Dustin Hoffman as a romantic lead? Clark Gable must be saying, "There goes the neighborhood!" But yes, there IS on-screen magic between Hoffman's "Harvey" and Emma Thompson's "Kate," who finally collide-after several near misses--in a bar where each has come to take the edge off the crappy day they've just had.
Harvey, who creates jingles for commercials--but whose job is hanging by a thread--is in London to attend his daughter's wedding, which carries with it an encounter with his ex-wife and the next-in-line guy she's settled down with. Both his ex AND his daughter come off as real turds in the beginning--and that speaks to the level of estrangement that exists better than any flashbacks could.
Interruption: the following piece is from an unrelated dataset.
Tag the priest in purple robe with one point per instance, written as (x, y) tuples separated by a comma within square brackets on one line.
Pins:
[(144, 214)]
We immediately feel for Harvey, who seems like a decent but hapless sort who gets less respect than Rodney Dangerfield.
Kate is a lonely Londoner who is ripe for picking--even though romantic involvement is something she normally resists because, heaven forbid, it might make her feel like she's alive!
It appears that each of them might just have enough left in the tank for one more go at the romance game--IF they can survive the inevitable plot complications that are headed their way.
There's a cute little subplot involving Kate's seventy-something mom (or mum, we should say) and the sweaty new neighbor guy she's got the hots for...and mum's the word on the rest of this plot synopsis!
The music soundtrack by Dickon Hinchliffe (which can often make or break a film, in my opinion) is appropriately tender and sweet.
Last Chance Harvey hasn't gotten a whole lot of buzz, (but just like Elizabeth Perkins-- who thirty or forty years from now will be regarded as the Donna Reed of the 80's and 90's...she has that "certain something" that will be appreciated more by future generations) this movie will one day be thought of as one of the better representations of Hoffman's body of work.